Page MenuHome

BLF: Remove Fixed Pitch Code
Needs ReviewPublic

Authored by Harley Acheson (harley) on Dec 19 2021, 2:25 AM.

Details

Summary

Simplification of code by removing redundant functions that are
specific to the drawing of fixed-pitch (monospaced) text.


We have some unnecessary duplicated font functions. We have BLF_draw and we also have BLF_draw_mono with the latter used only for fixed-pitched use, while the former works for either fixed or proportional fonts. The same goes for blf_font_draw and blf_font_draw_mono. You might think there is some optimization with monospace text, but there really is not. In order to print any character we need to load a GlyphBLF and it contains an integer advance that works for fixed or monospaced and is no slower to access than reading this from somewhere else.

To illustrate this confusion we currently call BLF_draw_mono four times. Yet we call BLF_draw with the *"blf_mono_font"* 19 times. So we are far more likely to draw mono text using the regular call, probably because the "mono" version was not noticed. But they work the same anyway. It is nice to remove this complication and extra code.

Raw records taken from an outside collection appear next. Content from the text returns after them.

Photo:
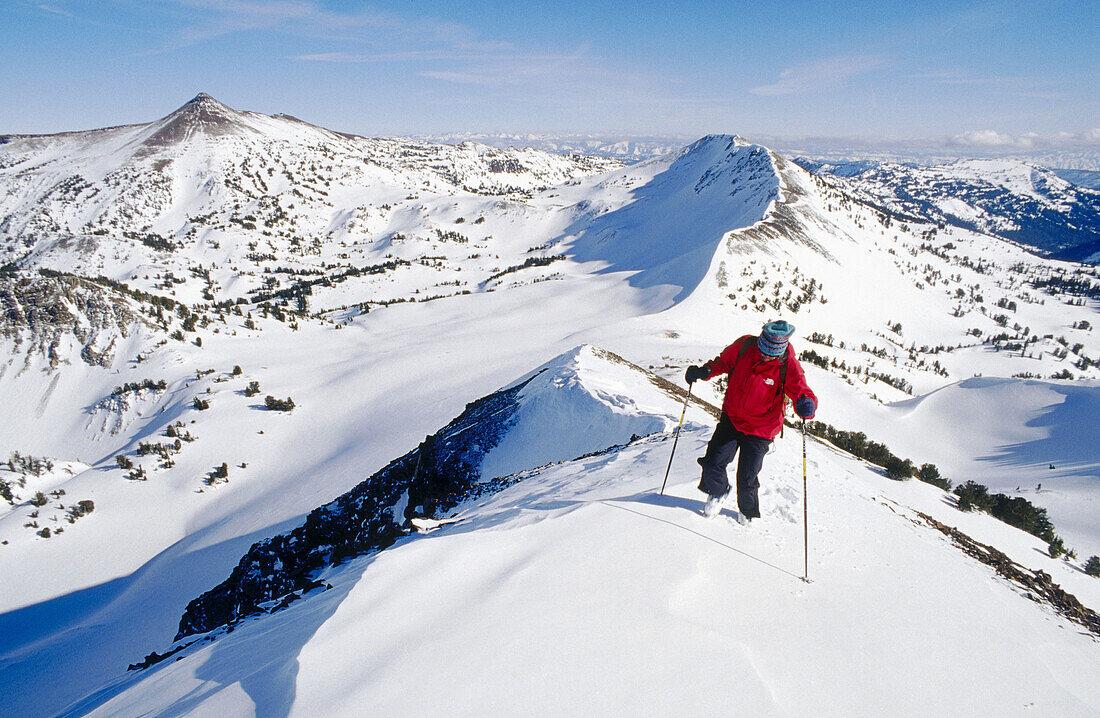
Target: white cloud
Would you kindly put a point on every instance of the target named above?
(820, 75)
(994, 140)
(983, 139)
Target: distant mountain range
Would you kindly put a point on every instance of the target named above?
(1005, 198)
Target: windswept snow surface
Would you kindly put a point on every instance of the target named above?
(1019, 437)
(581, 591)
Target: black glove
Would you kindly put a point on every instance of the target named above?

As part of this I also removed text_font_draw_character_utf8 as this was a duplication of text_font_draw_character, but specific to single codepoints specified by a UTF-8 sequence and with slightly different arguments. This patch just makes text_font_draw_character work with any single character or sequence.

Summary showing how much code is removed:

source/blender/blenfont/BLF_api.h             |  1 -
source/blender/blenfont/intern/blf.c          | 18 -----------
source/blender/blenfont/intern/blf_font.c     | 37 ---------------------
source/blender/blenfont/intern/blf_internal.h |  4 ---
source/blender/editors/space_info/textview.c  |  4 +--
source/blender/editors/space_text/text_draw.c | 46 +++++++++------------------
6 files changed, 17 insertions(+), 93 deletions(-)

Diff Detail

Repository
rB Blender

Event Timeline

Updated to current state of master.

Updated to the current state of master.

Mono-spaced drawing uses BLI_wcwidth unlike drawing regular fonts.
This is needed so drawing matches other font width calculations that call BLI_wcwidth internally (e.g. BLI_str_utf8_char_width_safe).

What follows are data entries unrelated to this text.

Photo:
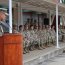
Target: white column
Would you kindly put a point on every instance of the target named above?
(10, 16)
(57, 41)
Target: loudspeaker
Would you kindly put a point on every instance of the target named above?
(46, 21)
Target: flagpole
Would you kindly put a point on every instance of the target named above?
(57, 40)
(10, 16)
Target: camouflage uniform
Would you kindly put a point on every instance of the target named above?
(53, 35)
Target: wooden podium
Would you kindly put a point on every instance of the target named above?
(11, 49)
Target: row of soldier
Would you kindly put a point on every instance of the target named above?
(36, 38)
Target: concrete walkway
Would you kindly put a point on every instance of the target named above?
(58, 60)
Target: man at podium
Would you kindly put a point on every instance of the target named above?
(3, 15)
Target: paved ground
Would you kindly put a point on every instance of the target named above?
(58, 60)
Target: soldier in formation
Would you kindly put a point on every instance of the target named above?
(37, 38)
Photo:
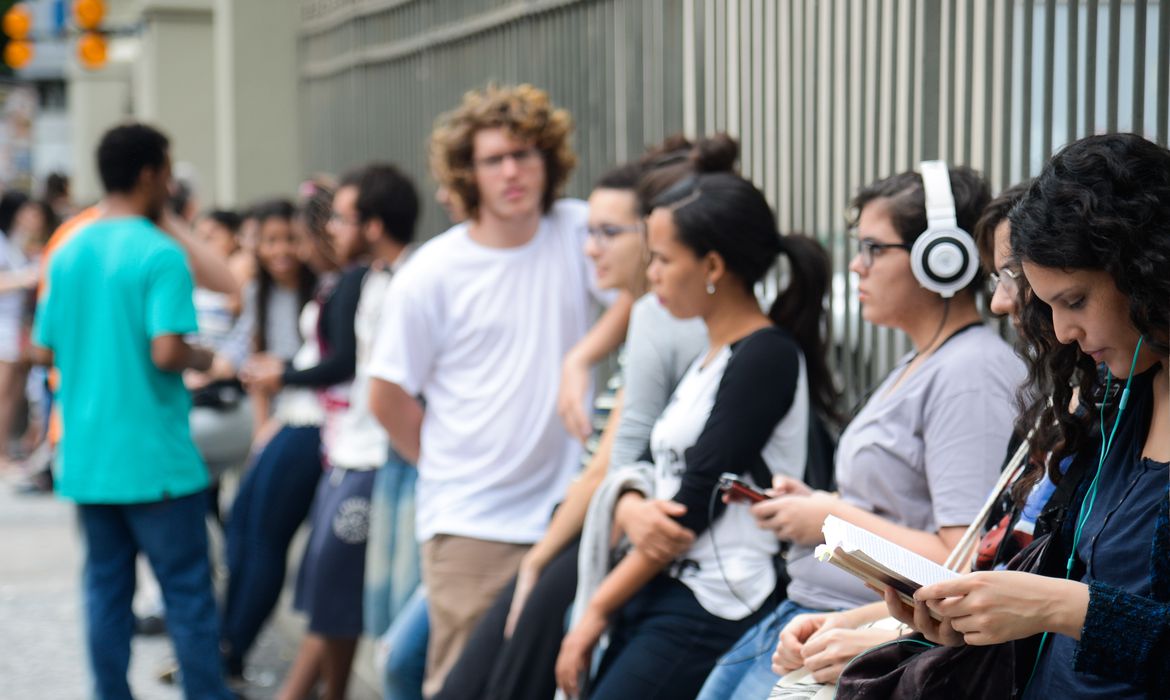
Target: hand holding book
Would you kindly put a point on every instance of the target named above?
(878, 561)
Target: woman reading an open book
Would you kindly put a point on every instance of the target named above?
(916, 462)
(1093, 239)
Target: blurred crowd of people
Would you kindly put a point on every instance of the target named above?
(501, 529)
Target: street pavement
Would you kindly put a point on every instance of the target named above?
(41, 651)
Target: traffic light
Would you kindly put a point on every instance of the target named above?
(88, 14)
(18, 25)
(91, 50)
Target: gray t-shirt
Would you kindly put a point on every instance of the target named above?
(926, 457)
(659, 350)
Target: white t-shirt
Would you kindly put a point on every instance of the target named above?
(298, 406)
(362, 444)
(480, 333)
(744, 550)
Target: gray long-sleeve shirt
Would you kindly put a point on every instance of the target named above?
(659, 349)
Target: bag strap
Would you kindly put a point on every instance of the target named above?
(961, 557)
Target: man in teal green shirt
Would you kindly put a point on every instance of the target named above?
(112, 318)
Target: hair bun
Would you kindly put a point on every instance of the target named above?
(715, 153)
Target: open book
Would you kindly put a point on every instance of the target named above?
(878, 561)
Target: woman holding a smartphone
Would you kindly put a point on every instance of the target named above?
(743, 406)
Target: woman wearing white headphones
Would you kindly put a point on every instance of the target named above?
(917, 460)
(1093, 239)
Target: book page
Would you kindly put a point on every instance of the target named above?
(912, 569)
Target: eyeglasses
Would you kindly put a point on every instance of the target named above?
(521, 157)
(339, 220)
(1005, 276)
(869, 248)
(604, 233)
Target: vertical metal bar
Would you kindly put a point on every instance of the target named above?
(1026, 121)
(1006, 86)
(1092, 12)
(689, 104)
(1140, 9)
(1114, 66)
(948, 76)
(1071, 103)
(771, 77)
(988, 21)
(1050, 62)
(968, 96)
(1163, 88)
(799, 111)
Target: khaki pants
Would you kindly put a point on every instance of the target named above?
(463, 577)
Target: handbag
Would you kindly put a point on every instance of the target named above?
(915, 668)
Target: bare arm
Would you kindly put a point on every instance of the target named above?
(18, 280)
(603, 338)
(206, 267)
(570, 517)
(400, 413)
(172, 354)
(620, 585)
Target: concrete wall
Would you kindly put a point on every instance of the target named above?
(218, 76)
(174, 83)
(256, 87)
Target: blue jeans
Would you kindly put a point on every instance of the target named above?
(406, 663)
(173, 536)
(273, 501)
(392, 570)
(747, 670)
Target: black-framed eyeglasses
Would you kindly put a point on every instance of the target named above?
(604, 233)
(1005, 276)
(869, 248)
(522, 157)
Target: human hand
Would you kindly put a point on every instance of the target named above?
(996, 606)
(796, 517)
(576, 649)
(194, 379)
(830, 651)
(572, 397)
(784, 486)
(652, 528)
(919, 617)
(786, 657)
(262, 372)
(525, 580)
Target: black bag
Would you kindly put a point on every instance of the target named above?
(220, 395)
(914, 668)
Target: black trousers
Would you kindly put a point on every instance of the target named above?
(522, 667)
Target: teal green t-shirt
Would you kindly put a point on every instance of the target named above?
(111, 288)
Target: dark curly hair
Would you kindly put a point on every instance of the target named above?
(724, 213)
(993, 214)
(1101, 204)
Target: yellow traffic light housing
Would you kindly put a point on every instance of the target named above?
(18, 22)
(18, 54)
(88, 14)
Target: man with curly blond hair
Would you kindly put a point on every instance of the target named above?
(476, 324)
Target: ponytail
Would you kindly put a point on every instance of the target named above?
(800, 310)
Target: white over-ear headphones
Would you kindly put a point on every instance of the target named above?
(944, 259)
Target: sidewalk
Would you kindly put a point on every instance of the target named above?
(41, 651)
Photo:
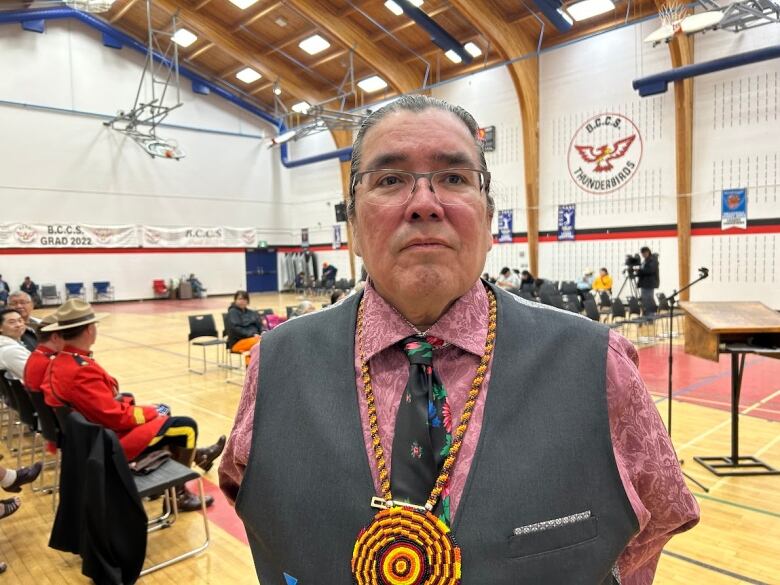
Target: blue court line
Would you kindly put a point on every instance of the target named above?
(713, 568)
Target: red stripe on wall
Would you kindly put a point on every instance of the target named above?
(52, 251)
(752, 229)
(615, 235)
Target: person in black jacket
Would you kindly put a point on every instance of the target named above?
(648, 280)
(244, 324)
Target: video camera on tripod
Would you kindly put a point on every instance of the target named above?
(632, 262)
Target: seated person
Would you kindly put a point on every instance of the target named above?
(337, 295)
(585, 283)
(22, 302)
(75, 380)
(303, 308)
(507, 279)
(49, 344)
(244, 324)
(4, 290)
(329, 274)
(29, 287)
(13, 353)
(603, 282)
(527, 281)
(198, 290)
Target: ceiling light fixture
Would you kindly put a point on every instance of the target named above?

From a quick check this causes selection & cursor not to match the text displayed (some text in https://www.w3.org/2001/06/utf-8-test/UTF-8-demo.html for e.g).

Also the patch causes this text below to render cramped (as well as not matching the cursor position).

Chinese: 我能吞下玻璃而不伤身体。
Chinese (Traditional): 我能吞下玻璃而不傷身

So I think it's best the functionality is left working as-is.

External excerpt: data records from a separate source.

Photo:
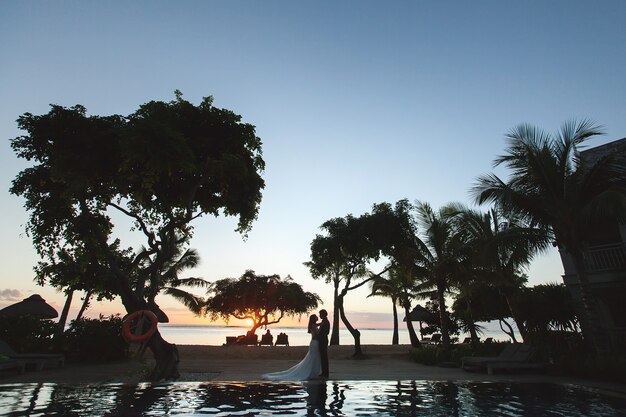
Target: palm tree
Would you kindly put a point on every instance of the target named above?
(438, 255)
(499, 248)
(551, 185)
(171, 284)
(399, 285)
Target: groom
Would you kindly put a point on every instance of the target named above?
(324, 329)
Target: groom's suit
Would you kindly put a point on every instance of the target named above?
(323, 345)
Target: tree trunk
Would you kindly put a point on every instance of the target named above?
(519, 323)
(590, 323)
(354, 332)
(395, 337)
(166, 357)
(510, 333)
(334, 336)
(83, 307)
(474, 336)
(165, 354)
(64, 313)
(443, 317)
(409, 325)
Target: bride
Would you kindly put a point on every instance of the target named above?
(309, 367)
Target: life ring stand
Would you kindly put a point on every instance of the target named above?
(136, 316)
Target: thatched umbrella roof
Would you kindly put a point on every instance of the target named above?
(34, 306)
(420, 313)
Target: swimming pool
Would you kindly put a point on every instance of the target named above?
(331, 398)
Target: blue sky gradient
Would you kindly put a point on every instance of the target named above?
(356, 103)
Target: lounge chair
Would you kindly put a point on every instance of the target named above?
(282, 339)
(248, 339)
(434, 340)
(266, 339)
(514, 356)
(36, 360)
(481, 361)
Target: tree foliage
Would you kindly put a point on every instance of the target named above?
(159, 168)
(550, 184)
(264, 299)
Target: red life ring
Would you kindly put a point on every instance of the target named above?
(129, 336)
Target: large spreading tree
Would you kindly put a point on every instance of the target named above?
(158, 169)
(263, 299)
(550, 184)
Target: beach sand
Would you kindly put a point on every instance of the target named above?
(248, 363)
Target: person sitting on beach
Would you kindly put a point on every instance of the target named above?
(267, 338)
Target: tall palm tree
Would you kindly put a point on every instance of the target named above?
(499, 247)
(438, 255)
(171, 282)
(551, 185)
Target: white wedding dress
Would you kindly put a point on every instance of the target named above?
(307, 368)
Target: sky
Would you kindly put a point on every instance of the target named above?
(356, 103)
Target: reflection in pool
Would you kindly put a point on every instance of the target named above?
(331, 398)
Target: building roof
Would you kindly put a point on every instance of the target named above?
(592, 155)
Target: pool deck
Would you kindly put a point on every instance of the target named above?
(204, 363)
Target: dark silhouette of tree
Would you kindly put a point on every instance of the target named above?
(162, 167)
(498, 248)
(264, 299)
(551, 185)
(343, 254)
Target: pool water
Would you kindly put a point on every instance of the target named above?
(331, 398)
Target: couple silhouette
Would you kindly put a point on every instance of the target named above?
(315, 363)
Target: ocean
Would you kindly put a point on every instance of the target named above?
(216, 335)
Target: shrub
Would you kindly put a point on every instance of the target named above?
(26, 334)
(437, 355)
(95, 340)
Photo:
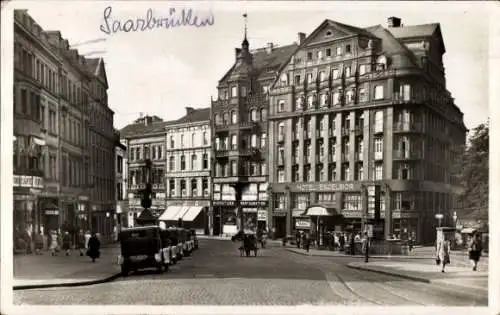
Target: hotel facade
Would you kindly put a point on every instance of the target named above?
(356, 108)
(60, 97)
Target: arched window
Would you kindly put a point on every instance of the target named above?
(253, 115)
(193, 162)
(234, 117)
(171, 163)
(183, 162)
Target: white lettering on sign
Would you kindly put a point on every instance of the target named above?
(325, 187)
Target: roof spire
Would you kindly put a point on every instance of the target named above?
(245, 44)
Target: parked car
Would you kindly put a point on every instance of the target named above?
(142, 248)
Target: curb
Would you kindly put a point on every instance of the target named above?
(389, 273)
(69, 284)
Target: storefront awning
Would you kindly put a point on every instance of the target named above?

Requesting changes although any refactoring to this area would probably be better submitted as a separate patch.

Campbell Barton (campbellbarton) requested changes to this revision.Feb 4 2022, 3:42 AM
This revision now requires changes to proceed.Feb 4 2022, 3:42 AM
Harley Acheson (harley) planned changes to this revision.Feb 4 2022, 7:27 PM

campbellbarton
Mono-spaced drawing uses BLI_wcwidth unlike drawing regular fonts.
...
So I think it's best the functionality is left working as-is.

Good catch. Although quite sure these problems are worked out in later plans. When I've tested with fallback fonts along with variable glyph widths I had nice mixing of Latin letters, Chinese characters, and symbols in Text Editor with proper selection, etc.

Lets ignore this for now and maybe circle back in six months or a year or whatever. Setting to "Plan Changes" so I don't lose track.

Just adding some notes to clarify what is meant by "Mono-spaced drawing uses BLI_wcwidth unlike drawing regular fonts. This is needed so drawing matches other font width calculations that call BLI_wcwidth internally (e.g. BLI_str_utf8_char_width_safe)."

The following capture is from Text editor with Chinese characters taking up twice the width of monospaced Latin characters:

So this would have to be properly supported by the code for variable fonts and for fallback stack before this code line can be removed.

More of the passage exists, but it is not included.